静か過ぎる一声がざわめきを斬り払う。教室中が水を打ったように静まり返る。

「……い、一之瀬?」と隣の男子生徒は、声も顔も引きつらせる。

「あー、でも最低限度の相談なら、してもいいから。その代わり小声で」

 振り返るように教室を見渡し、帆高はうっすらと笑む。ホッとした雰囲気で全体が各自のプリントに戻っていく。同時に、不快にならない声量での会話が飛び交っていく。

「おい、横井。おまえが動かないから、俺が口出しちまうだろ。これ以上、浮きたくないんだけど。切実に」

「悪い悪い。でもさ、やっぱ一之瀬の方が委員長やるべきだったな。今からでも代わる?」

「断る。人の上に立ってまとめるの、性に合わないんだよ」

 またまた、と謙遜と受け取った横井らは意に介さず、帆高は不服そうにしている。

「すごいよね。さすが一之瀬君」

 珠結の隣の女生徒がヒソヒソと声を潜め、顔を寄せてきた。

「普通は『委員じゃないくせに、でしゃばるな』って、反感買うでしょ? でも一之瀬君ならみんな素直に従ってて、やっぱ信頼感あってこそなんだよねー。それに頭も顔も性格も良くてカッコイイなぁ」

 性格は…良いのか? ともかく彼女の憧れを崩さないため、相槌を打つだけに留めておく。話題は休み時間中の雑談と変わらない。帆高の地獄耳に届いたら、話し手の彼女ではなく、聞き手の自分が名指しで雷を落とされそうだ。珠結の名前が普段から呼び慣れているからだと、珠結は予感する。

「え。あんた、一之瀬君のこと好きなの?」

 珠結の前の席の女生徒も、そうっと後ろに上体を傾けて会話に入ってきた。女の子とは、なんと恋バナに目の無い生き物なのだろう。逆に興味の無い自分が枯れているのかもしれないが気にしない、一応。

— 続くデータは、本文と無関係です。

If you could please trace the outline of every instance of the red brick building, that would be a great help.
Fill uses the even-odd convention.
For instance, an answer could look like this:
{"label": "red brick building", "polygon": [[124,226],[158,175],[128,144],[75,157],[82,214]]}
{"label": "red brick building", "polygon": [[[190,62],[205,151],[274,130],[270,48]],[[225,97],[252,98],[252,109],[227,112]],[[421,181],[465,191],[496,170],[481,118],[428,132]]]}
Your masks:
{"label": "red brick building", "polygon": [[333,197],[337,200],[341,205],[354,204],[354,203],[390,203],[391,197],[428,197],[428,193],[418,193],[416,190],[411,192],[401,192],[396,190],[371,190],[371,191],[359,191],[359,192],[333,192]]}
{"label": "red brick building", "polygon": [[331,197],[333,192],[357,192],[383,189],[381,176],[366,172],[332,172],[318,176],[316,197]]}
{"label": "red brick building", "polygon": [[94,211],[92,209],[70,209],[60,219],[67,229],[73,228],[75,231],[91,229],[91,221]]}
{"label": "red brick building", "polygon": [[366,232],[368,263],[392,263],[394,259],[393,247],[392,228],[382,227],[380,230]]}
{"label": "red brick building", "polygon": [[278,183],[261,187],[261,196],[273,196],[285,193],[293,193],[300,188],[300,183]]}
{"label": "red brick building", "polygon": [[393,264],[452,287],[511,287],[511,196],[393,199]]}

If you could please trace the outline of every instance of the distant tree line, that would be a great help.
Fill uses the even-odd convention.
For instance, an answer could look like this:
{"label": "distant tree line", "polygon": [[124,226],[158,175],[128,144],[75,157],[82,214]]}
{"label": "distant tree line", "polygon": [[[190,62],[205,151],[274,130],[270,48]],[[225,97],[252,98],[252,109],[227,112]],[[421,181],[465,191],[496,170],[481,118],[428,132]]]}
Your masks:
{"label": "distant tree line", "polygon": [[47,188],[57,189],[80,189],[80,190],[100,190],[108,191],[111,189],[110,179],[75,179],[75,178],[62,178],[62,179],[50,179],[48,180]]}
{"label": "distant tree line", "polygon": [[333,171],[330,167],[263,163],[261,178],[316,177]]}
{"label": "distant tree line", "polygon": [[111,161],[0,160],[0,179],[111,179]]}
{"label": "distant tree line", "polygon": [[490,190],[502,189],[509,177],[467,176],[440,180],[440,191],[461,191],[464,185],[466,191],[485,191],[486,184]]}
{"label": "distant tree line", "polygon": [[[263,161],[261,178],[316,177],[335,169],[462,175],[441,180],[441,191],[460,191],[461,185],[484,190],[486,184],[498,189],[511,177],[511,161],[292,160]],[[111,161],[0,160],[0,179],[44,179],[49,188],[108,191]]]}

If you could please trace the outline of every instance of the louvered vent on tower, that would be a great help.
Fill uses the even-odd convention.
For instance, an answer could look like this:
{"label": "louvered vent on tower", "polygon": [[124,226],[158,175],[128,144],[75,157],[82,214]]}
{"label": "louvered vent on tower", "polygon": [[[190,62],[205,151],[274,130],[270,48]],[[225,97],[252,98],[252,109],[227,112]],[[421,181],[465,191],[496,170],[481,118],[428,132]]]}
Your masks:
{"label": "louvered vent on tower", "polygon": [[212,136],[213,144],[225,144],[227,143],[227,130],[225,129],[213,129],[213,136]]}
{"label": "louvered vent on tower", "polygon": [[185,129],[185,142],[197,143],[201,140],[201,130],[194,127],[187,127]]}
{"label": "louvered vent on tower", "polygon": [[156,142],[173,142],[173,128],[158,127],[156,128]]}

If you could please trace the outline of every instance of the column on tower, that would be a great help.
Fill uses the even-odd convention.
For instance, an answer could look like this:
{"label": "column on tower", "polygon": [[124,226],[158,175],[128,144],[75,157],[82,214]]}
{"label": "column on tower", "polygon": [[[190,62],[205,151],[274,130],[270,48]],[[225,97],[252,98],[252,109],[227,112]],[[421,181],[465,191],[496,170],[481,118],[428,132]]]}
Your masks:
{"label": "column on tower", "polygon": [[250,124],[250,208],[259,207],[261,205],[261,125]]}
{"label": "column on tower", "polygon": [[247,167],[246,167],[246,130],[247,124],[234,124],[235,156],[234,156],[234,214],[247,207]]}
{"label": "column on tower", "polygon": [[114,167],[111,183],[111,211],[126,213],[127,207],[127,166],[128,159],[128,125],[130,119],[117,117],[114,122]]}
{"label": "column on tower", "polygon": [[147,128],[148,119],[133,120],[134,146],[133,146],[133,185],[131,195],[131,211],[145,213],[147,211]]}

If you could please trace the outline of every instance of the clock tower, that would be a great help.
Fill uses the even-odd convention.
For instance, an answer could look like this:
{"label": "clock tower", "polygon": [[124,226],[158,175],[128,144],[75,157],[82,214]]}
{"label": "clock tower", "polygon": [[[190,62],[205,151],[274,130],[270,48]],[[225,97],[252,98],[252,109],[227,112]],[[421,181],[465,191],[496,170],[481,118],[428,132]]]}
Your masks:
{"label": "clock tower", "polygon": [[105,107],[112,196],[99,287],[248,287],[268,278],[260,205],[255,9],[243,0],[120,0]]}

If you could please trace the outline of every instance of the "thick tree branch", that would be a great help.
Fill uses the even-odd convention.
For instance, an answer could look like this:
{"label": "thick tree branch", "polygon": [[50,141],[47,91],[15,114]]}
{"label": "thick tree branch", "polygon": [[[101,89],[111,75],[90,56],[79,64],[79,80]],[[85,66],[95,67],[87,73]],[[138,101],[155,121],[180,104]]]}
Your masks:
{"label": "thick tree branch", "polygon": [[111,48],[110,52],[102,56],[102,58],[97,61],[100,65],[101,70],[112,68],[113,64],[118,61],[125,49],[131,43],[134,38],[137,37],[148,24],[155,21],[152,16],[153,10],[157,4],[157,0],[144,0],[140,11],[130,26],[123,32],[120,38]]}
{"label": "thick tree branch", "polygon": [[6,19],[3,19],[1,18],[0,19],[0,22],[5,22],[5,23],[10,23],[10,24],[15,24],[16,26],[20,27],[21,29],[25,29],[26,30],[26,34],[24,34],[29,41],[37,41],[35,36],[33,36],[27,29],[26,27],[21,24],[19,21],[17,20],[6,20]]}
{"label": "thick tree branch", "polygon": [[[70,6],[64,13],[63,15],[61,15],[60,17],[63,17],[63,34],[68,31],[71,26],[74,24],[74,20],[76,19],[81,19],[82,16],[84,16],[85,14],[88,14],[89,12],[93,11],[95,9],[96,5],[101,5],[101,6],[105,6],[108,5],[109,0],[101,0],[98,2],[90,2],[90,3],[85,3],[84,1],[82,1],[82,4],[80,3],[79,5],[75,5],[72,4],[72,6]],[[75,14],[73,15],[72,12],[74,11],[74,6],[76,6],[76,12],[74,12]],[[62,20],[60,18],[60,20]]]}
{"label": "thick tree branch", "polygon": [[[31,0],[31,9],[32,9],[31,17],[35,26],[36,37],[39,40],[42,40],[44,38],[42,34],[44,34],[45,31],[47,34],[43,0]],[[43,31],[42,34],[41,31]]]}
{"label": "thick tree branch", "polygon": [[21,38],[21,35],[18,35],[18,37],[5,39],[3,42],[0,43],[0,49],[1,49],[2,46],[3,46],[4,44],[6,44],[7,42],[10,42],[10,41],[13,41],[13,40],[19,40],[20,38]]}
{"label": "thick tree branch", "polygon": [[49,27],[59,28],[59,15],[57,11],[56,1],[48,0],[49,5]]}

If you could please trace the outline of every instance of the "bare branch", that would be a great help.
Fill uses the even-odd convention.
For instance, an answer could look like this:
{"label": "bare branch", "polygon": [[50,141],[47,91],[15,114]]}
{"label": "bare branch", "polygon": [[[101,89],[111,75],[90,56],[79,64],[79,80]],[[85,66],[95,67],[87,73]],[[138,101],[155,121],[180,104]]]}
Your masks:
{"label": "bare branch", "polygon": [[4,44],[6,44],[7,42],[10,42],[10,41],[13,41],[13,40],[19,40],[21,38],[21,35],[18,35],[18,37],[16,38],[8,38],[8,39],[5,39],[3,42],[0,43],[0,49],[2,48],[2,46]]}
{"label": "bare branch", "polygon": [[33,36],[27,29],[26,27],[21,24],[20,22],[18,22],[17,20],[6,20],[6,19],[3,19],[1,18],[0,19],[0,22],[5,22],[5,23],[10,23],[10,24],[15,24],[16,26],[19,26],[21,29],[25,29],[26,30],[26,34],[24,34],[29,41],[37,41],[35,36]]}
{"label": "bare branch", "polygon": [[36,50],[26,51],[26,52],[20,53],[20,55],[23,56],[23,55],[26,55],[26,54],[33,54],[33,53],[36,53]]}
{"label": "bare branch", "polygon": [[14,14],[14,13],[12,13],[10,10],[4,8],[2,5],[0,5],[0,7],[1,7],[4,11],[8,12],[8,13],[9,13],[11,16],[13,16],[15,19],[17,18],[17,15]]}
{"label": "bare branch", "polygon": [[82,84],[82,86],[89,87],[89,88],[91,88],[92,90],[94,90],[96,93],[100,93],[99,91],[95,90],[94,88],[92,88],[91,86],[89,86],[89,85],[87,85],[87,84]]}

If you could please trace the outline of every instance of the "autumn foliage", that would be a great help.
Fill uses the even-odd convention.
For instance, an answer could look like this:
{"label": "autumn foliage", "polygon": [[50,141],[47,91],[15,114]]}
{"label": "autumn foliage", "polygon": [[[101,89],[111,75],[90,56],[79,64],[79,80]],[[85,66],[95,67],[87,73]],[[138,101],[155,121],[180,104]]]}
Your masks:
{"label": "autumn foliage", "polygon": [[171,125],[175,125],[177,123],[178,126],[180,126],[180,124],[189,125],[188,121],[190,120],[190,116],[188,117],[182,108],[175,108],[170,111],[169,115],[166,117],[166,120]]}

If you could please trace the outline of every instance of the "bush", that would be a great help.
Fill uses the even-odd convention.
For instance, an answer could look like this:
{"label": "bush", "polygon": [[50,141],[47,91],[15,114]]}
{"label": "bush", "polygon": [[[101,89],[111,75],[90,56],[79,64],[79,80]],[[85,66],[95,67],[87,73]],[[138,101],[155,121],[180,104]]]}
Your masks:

「そ、そうじゃないよ。確かに素敵だなって思うけど、雲の上の人って感じで…」

「分かる分かる。男バージョンの高嶺の花。テレビの向こうのアイドルに恋する感じで不毛って言うか、私たち凡人には気が引けるよね」

「完璧すぎるもんね、一之瀬君」

「…帆高、そんなふうに思われてたんだ」

 うんうんと、2人は頷き、珠結は目から鱗が落ちた。

「そりゃ珠結は幼馴染だから。ちっちゃい時から一緒にいれば、今更そういう目で見られないんだろうけど。クラスメート以外の何者でもない私たちにとってはね」

 帆高は帆高だ。確かに何でもそつなくこなす、お手本のような人間だと認識しているが、距離を感じたことはなかった。何気なく手を伸ばせば、簡単に触れられた。向こうから差し伸べられた手も容易なく掴むことができた。